Monti dell'Ortaccio: dal presidio a Massimina ai luoghi della cava



“Chiudere Malagrotta e aprire Monti dell’Ortaccio - ribadiscono dal comitato - è come dire che Malagrotta rimane aperta. Qui la situazione è peggio che all’Ilva di Taranto”. Nei luoghi intorni alla fabbrica pugliese, secondo dati recenti, siamo al 15% in più di casi di tumori rispetto alla media nazionale. "Anche perché, non prendiamoci in giro, Monti dell’Ortaccio non sarebbe provvisoria - continuano dal comitato - dal momento che è più grande della stessa Malagrotta”. Piana del Sole, ci spiegano, è il nucleo abitativo più vicino a Monti dell’Ortaccio, poi c’è Massimina, la Muratella, Ponte Galeria. Si vedono tutti ad occhio nudo e, per farci capire, i rappresentati del comitato ci accompagnano di persona.

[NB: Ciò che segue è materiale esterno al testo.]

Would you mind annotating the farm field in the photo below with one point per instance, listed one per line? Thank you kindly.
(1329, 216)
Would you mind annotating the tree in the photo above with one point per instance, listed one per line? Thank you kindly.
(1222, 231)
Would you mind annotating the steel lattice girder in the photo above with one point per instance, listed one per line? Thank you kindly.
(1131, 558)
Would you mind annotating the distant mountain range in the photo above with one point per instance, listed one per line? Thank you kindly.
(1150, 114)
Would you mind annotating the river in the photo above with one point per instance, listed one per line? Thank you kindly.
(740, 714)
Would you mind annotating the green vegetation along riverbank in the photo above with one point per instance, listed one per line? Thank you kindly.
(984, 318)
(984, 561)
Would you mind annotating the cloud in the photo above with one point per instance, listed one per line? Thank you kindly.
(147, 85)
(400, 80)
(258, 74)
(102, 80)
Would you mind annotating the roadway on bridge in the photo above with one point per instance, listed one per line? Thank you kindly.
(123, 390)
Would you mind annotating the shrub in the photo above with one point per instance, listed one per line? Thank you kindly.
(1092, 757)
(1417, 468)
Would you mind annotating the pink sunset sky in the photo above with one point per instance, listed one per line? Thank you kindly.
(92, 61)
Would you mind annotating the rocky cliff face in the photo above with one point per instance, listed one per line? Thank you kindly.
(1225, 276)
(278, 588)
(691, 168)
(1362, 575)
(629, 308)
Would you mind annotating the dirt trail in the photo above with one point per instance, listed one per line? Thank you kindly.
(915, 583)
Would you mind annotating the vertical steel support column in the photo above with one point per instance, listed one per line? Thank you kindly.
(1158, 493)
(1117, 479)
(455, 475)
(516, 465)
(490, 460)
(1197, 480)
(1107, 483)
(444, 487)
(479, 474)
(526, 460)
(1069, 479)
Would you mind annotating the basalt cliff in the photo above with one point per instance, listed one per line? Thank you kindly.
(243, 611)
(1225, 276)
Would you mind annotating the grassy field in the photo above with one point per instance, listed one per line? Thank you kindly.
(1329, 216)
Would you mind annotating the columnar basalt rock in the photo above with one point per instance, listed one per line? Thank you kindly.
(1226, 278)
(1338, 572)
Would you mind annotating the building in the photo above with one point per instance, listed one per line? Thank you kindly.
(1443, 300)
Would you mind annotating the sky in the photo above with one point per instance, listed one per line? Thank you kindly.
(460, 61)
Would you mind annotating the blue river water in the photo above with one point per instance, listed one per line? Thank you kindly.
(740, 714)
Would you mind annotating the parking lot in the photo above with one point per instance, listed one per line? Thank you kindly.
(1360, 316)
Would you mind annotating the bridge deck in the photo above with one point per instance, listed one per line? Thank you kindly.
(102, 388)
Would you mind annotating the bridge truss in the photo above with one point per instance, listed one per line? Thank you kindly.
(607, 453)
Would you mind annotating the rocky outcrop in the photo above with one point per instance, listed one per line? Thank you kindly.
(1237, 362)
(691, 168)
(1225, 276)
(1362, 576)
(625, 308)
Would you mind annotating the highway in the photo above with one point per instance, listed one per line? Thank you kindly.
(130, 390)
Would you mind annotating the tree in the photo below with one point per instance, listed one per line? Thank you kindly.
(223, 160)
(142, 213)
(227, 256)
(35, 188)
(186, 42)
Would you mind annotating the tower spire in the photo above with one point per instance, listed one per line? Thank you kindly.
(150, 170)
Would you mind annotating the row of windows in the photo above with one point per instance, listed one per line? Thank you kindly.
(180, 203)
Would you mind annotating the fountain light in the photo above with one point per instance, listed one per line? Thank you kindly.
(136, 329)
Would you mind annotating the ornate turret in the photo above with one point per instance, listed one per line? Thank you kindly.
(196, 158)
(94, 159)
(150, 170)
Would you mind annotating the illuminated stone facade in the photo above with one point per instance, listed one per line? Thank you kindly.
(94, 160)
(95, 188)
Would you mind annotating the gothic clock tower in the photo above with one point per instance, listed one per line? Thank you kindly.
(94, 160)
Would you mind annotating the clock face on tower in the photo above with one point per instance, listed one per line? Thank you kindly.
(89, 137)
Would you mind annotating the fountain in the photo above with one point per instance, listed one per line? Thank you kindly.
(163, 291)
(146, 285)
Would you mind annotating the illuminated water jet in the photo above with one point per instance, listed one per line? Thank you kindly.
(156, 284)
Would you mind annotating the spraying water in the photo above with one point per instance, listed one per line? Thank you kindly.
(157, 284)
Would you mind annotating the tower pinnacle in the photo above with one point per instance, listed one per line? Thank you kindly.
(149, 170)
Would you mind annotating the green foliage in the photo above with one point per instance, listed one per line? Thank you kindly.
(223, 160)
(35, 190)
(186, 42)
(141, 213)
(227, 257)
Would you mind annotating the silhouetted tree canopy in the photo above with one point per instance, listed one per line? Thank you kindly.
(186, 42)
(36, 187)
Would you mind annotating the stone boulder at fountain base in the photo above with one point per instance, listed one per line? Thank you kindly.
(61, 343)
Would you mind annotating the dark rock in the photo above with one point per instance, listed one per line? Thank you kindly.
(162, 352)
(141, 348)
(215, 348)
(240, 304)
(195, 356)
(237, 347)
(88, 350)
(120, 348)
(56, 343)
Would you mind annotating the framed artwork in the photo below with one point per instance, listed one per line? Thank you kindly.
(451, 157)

Percorrendo via di Malagrotta la distesa di macchine, fumi e odori nauseabondi è lunga. C’è la Totalerg, l’Ama, l’impero Cerroni: “La città delle industrie ambientali” si legge all’ingresso di Malagrotta. E Monti dell’Ortaccio è a pochi metri di distanza, con qualche casa, addirittura, a centimetri. Entriamo da un ingresso secondario e camminiamo fino all’altura più alta, dove si vede tutto. Da lì il concetto prende forma. La cava è in parte già sbancata e guardando sotto si vedono le ruspe.

Per dare un’idea dell’ampiezza dell’area facciamo riferimento a una foto: il punto da dove è stata scattata e l’antenna che si vede in lontananza (distanti circa 150 metri) erano entrambi su una piana in cima alla collina di Monti dell'Ortaccio e ci si poteva spostare da uno all’altro in linea retta. Oggi si scende e si risale perché nel mezzo c’è un enorme buco, quello scavato per ospitare i rifiuti. Altro dettaglio esplicativo: la stessa piana (cima di quella che era prima la collina di Monti dell’Ortaccio) che univa i due punti ostruiva la visuale al quartiere di ‘Piana del Sole’ che oggi invece, con gli scavi effettuati, vede Massimina dall’altra parte.

Alla destra delle ruspe c’è un laghetto, per i nostri accompagnatori si tratterebbe di una falda acquifera emersa dal terreno, un piccolo ecosistema insomma, “altro che acqua piovana come dicono Clini e Cerroni, sono settimane che non piove, di che parlano?”. Sulla sinistra si vede Malagrotta, si vede bene, forse troppo. “E‘ lì dove ci sono i pannelli solari - ci illustra Alessandro del Popolo della Nebbia - e questo dove siamo adesso non è il punto più vicino, è solo il più alto”.

Ma per scongiurare l’incredibile (“è assurdo che continui a pagare chi con tutto questo ci convive da trent’anni”) i cittadini della valle sono pronti a tutto. Per il 4 settembre è pronta la fiaccolata di protesta che forse, ci informano, ospiterà anche una delegazione dall’Ilva di Taranto. Ci saranno, sempre forse, anche quelli che loro chiamano “i pezzi da novanta (Comune, Provincia, Regione, ndr)”. Ed è proprio delle intenzioni istituzionali che i residenti della Valle non si fidano, motivo per cui il presidio tiene volutamente lontano il mondo politico. "Se ne fai parte - ci spiegano - puoi tranquillamente venire a vedere cosa facciamo, ma come semplice cittadino". Se comitati e associazioni non si fidano è perché, se è vero che ufficialmente gli enti locali si dichiarano contrari, “bisogna vedere se si tratta di un 'no' solo politico, o anche tecnico”. “In ogni caso se dovessero andare fino in fondo siamo pronti a tutto. Passeranno sui nostri corpi”.